High rates of sustained remission with golimumab treatment in early peripheral SpA
medwireNews: Researchers have observed a “remarkably high rate” of sustained clinical remission among patients with early peripheral spondyloarthritis (SpA) treated with golimumab.
In an analysis of data from the placebo-controlled CRESPA trial, Filip Van den Bosch (Ghent University Hospital, Belgium) and colleagues found that 82% of all 60 participants achieved sustained remission – defined as the absence of clinical arthritis, enthesitis, and dactylitis at two consecutive visits – by the 48-week follow-up.
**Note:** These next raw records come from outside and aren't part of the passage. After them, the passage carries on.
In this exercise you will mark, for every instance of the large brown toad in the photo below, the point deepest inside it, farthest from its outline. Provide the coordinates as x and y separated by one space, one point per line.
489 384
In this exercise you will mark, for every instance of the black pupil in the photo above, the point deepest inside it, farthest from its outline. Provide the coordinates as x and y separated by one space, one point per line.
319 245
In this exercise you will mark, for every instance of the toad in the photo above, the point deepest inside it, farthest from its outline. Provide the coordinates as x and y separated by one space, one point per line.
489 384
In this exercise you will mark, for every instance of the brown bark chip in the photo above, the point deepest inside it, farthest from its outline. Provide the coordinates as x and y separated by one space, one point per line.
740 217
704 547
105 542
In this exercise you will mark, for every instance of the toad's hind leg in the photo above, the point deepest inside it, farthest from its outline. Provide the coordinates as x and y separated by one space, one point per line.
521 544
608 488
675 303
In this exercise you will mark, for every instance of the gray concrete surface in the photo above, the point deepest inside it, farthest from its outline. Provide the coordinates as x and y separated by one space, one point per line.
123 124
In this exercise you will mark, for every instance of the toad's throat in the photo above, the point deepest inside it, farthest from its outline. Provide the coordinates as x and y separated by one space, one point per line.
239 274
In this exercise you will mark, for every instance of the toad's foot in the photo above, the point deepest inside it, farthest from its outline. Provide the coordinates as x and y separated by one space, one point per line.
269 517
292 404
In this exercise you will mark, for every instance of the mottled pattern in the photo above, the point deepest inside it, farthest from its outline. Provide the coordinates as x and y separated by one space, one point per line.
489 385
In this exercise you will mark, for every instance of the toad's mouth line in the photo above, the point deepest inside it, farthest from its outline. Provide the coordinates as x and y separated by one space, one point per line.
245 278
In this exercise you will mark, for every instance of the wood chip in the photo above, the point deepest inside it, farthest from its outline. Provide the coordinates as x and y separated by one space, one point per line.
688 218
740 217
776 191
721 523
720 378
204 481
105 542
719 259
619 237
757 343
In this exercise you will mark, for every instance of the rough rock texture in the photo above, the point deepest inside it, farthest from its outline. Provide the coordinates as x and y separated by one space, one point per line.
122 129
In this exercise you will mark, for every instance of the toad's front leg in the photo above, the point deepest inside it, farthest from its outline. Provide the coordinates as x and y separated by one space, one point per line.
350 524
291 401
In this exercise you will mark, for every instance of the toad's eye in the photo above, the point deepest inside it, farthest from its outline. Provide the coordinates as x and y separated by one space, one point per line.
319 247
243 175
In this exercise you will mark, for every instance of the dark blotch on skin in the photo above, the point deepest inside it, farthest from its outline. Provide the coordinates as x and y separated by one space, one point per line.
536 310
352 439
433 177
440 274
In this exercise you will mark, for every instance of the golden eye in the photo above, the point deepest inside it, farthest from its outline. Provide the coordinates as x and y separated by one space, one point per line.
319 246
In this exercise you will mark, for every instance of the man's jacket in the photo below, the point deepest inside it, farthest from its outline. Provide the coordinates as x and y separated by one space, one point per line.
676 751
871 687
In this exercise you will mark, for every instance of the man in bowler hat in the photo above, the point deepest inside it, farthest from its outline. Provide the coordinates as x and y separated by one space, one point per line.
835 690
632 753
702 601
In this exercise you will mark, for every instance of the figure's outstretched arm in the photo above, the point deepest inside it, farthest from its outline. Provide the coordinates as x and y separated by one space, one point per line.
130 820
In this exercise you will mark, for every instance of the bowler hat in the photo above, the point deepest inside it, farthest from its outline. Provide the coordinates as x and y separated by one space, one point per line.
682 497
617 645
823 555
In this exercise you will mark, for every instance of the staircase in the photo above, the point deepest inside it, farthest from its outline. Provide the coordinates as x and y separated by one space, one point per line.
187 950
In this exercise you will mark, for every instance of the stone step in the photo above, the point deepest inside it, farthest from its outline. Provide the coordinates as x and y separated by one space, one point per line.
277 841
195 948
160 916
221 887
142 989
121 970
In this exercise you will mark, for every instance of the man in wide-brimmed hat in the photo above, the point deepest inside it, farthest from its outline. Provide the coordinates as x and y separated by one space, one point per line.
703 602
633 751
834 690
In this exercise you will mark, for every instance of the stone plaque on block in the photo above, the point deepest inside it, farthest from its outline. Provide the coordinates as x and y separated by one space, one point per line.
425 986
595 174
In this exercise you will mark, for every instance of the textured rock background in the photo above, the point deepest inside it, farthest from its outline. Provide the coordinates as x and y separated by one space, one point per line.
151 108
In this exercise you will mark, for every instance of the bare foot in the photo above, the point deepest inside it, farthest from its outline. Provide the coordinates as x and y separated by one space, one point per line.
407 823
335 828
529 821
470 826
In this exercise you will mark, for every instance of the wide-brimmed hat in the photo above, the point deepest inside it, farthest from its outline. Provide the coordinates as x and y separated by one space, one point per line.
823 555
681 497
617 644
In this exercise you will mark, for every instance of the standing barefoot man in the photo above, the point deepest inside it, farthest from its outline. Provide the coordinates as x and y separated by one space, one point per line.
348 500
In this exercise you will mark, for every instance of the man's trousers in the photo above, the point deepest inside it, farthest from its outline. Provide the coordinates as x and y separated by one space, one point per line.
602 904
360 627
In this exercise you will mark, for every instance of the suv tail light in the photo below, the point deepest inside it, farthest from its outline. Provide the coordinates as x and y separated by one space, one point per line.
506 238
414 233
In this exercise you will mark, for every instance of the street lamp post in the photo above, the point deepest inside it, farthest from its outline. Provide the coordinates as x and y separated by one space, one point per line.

As reported in Arthritis & Rheumatology, the vast majority (92%) of patients in sustained remission were treated with golimumab, either from baseline or as a rescue treatment, with only four from the placebo group achieving this outcome, which the researchers say “ruled out the possibility of spontaneous remission.”
Following treatment withdrawal in patients with sustained remission, over half remained in drug-free remission after a maximum of 5 years of follow-up, whereas 47% relapsed after stopping golimumab. The study authors note that restarting golimumab “promptly restored clinical remission” in all of these patients.
And the team concludes that their findings “reiterate the importance of early recognition [of peripheral SpA] and referral from primary care to rheumatologists, in order to permit early remission induction.”